Information Systems and Services

Organisation overview
- Formed: 1 April 2007
- Preceding Organisation: Defence Communication Services Agency;
- Dissolved: 2019
- Superseding Organisation: Defence Digital;
- Jurisdiction: Government of the United Kingdom
- Headquarters: MOD Corsham, Wiltshire
- Parent department: Ministry of Defence
- Parent Organisation: Strategic Command

= Information Systems & Services =

Defence agency in the United Kingdom

Information Systems & Services (ISS) was a cluster within Strategic Command Top Level Budget of the United Kingdom Ministry of Defence. ISS was replaced by Defence Digital in 2019.

== History ==
ISS was created from the former Defence Communication Services Agency (DCSA) on 1 April 2007.

The organisation was spread across a number of sites, but in 2010 a £690 million programme was announced to unite ISS at MoD Corsham, Wiltshire in a modern office complex with 1,874 workspaces.
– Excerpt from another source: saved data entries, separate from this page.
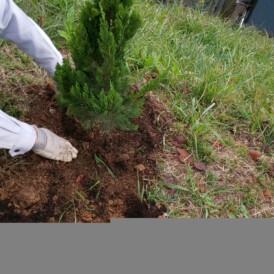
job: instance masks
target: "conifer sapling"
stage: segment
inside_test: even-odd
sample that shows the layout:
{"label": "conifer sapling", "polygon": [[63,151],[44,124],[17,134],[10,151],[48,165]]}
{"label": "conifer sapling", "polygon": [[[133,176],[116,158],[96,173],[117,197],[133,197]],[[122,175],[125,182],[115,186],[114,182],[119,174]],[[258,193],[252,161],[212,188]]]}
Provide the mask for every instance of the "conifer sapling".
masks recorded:
{"label": "conifer sapling", "polygon": [[128,42],[141,25],[132,0],[87,1],[70,33],[72,61],[57,65],[58,102],[89,129],[136,129],[143,96],[130,88]]}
In 2019 ISS and a number of organisations were brought together as Defence Digital, with an annual budget of over £2 billion and about 2,400 staff including military, civil servants and contractors, led by Ministry of Defence chief information officer Charles Forte.

==Role==
Information Systems & Services provided the procurement and support functions for integrated information and communication services across the Armed Forces, the Ministry of Defence and to overseas bases, operations and ships.